Query Plan Analyzer
Read a slow query's execution plan and turn it into a concrete fix — the exact index to add, the rewrite, or the ANALYZE to run — by getting the REAL plan with EXPLAIN ANALYZE (actual rows + timing, not estimates), finding the offending node, and confirming the fix removes it. Use when one specific query is slow and you need to know WHY, not just that it is.
npx agentscamp add skills/query-plan-analyzerInstall to ~/.claude/skills/query-plan-analyzer/SKILL.md
A slow query is rarely slow for the reason you assume. This skill reads the REAL plan (EXPLAIN ANALYZE + BUFFERS, not bare EXPLAIN guesses), works from the most expensive node outward, names the real culprit — Seq Scan, stale-stats row gap, Nested Loop blowup, disk Sort, an index defeated by a cast — gives the specific fix, and re-runs to prove the bad node is gone.
A slow query is almost never slow for the reason you'd guess from reading the SQL. The plan is the ground truth: it shows the database actually chose a Seq Scan over the 40-million-row table, actually fed 500,000 rows into a Nested Loop that estimated 5, actually sorted on disk because no index could supply the order.

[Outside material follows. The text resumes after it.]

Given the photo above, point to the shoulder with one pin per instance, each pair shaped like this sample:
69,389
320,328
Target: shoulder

This skill pulls the real plan — EXPLAIN ANALYZE with BUFFERS, not bare EXPLAIN — reads it from the most expensive node outward, names the one node that's costing the time and why, and turns that into a specific fix: the index to add (with the right column order), the rewrite that makes the predicate sargable, or the ANALYZE that fixes the estimate. Then it re-runs the plan to prove the bad node is gone instead of declaring victory from theory.
When to use this skill
- One specific query (an endpoint, a report, a dashboard panel) is slow and you need the cause, not a vague "add some indexes."
- A query that was fast got slow after a data-volume change, a deploy, or a schema/index change.
- The planner is doing something surprising — a Seq Scan despite an index existing, or ignoring the index you just added.
- p99 latency on one query is high while the table and load look unremarkable, and you suspect the plan rather than the hardware.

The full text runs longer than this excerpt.